“Beni Dinle Marlon” bir aktör hakkında yapılmış en iyi belgesel olabilir.
İnsanlığın geri kalanının size yalan söylüyor olduğu şüphesi bir aktörde önemli bir sezgidir, ve aynı zamanda, kişisel mutsuzluk için bir tariftir. “Tanıdığım en kuşkulu ve en tetikte insan.” demiştir senarist Stewart Stern, aktörlüğü samimiyetin yeni bir seviyesine taşıdığı halde sevgi ve arkadaşlık tekliflerinden birer yalanmışlarcasına geri duran bir adam olan Marlon Brando‘dan bahsederken. Yetenekli olduğundan değil, sıkıntılı olduğundan. Yeteneğinin kendisi sıkıntıydı. Brando her şeyin iç yüzünü görürdü. “Yüz birçok şeyi saklayabilir,” der, Steven Riley‘nin yönettiği ve aktörün Beverly Hills’teki evinde bulunan 300 saatten uzun, Brando‘nun ünü, yeteneği, bir baba olarak başarısızlığı gibi konularda uzun uzun konuştuğu ve ziyan ettiğini düşündüğü hayatı konusunda pişmanlığını paylaştığı kişisel kayıtlardan faydalanılan “Beni Dinle Marlon” adlı yeni bir belgeselde. “Aradığım şeyi asla bulamadım,” diyerek döker içini o tanıdık sesiyle, tıpkı Kral Lear nezle olmuş gibi. “Benim ki gösterişli bir hayattı, ancak tatmin edici değildi.”
Bu kayıtlar da birer gösteri, tabii ki, belki de Brando’nun en iyilerinden -dönüşümlü olarak müstehcen, yaralı, duygusal, kendine acıyan, şaşkına dönmüş- neredeyse felsefi ve derin, Kıyamet’teki Kurtz gibi. “Hepiniz aktörsünüz, ve iyi aktörlersiniz, çünkü hepiniz yalancısınız,” der bir noktada. “Barış için yalan söylüyorsunuz, huzur için yalan söylüyorsunuz, sevgi için yalan söylüyorsunuz.” New York’a, delik çoraplarıyla ilk kez geldiğinde, Brando Manhattan’ın cadde köşelerinde bekleyip, geçen insanların gizli düşüncelerini ve hislerini sezmeye çalışırdı. Yüzler, Brando için maskelerdi ve film ölümünden önce yaptığı Cyberware taramalarını kullanarak kafasını yeniden canlandırır ve onun yüzünü de bir maskeye çevirir. İlk gördüğümüzde, mezardan gelen bir radyo sinyali gibi dönüyor ve Makbet‘ten “ses ve sinirin hiçbir şey ifade etmediği” monoloğunu okuyor.

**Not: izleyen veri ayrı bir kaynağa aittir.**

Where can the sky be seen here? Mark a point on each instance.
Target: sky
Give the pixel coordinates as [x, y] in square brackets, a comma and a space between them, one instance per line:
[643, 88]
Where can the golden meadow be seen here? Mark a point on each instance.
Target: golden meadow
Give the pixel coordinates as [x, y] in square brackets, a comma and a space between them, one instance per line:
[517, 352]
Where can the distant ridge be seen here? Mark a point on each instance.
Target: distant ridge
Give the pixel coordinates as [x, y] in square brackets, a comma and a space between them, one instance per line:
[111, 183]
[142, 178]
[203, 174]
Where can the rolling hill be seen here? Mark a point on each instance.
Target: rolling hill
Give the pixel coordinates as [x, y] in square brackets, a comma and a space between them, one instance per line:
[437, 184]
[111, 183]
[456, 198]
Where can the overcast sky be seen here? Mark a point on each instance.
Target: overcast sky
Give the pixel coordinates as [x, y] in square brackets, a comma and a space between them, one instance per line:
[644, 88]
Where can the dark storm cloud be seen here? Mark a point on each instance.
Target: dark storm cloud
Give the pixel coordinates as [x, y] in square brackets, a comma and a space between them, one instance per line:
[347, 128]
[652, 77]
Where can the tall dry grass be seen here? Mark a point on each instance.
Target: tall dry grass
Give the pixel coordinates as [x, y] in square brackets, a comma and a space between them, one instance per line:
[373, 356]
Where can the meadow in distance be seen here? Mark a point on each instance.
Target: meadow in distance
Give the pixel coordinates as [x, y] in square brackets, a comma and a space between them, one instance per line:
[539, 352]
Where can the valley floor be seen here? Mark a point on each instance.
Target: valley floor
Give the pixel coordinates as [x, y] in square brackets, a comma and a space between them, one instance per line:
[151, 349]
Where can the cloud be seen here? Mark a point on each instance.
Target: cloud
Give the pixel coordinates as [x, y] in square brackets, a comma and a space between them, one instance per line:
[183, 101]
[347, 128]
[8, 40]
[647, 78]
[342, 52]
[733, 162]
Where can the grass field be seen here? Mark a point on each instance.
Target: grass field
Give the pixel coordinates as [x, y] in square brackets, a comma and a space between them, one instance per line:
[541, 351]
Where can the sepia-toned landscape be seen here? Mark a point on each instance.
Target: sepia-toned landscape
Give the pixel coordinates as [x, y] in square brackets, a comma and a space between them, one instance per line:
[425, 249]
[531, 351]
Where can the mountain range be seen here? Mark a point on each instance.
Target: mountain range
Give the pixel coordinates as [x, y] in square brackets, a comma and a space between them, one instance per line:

Bu ürkütücü efekt insanın tüylerini diken diken etmeye yetecek kadar güçlü.
Ortaya çıkan Brando resmi bir aktör hakkında yapılmış en açığa vurucu belgesel olabilir. Film hemen hemen tarih sırasına göre ilerliyor, 1950’lerden 1980’lere doğru, ancak Riley bir çeşit derleme ustası, önsezilerini takip ederek oradan oraya atlıyor, ve kariyerinin en önemli noktalarını vurguluyor. “Rıhtımlar Üzerinde”nin setinde Brando’nun kendi makyajını tazeleyişinin renkli görüntülerini, 1955’te “Person to Person”da babasıyla beraber konuk oluşlarını, babasının aynı programda oğlunun oyunculuğunu aşağılamasını, ve Brando‘nun gülümsemesinin yüzünde donmasını görüyoruz. “Baba” filminin, rolünün üstesinden gelebileceğinden şüphelenen bir stüdyonun isteğiyle çekilen test çekimleri için yanaklarını pamukla tamponlayışını görüyoruz. “Rolü oynayabileceğimden ben de şüpheliydim,” der. “Denerken yakalanmak istemedim. Korktuğumun fark edilmesini istemedim.” Rezil olma tehdidi her performansta var, bu da yönetmenleriyle sık sık girdiği kavgaların burukluğunu artırır. “Ben onun kıçını kurtardım, o da hakkımda öyle şeyler söyleyerek teşekkür etti,” der Francis Ford Coppola‘nın, Brando‘nun “Kıyamet’teki” kilo alışından şikayet edişini anlatırken. Oyuncu artık her açıdan filmlerden daha büyüktü: fiziksel açıdan da, duygusal açıdan da, ruhsal açıdan da. Onların kurgularına daha fazla sığamıyordu.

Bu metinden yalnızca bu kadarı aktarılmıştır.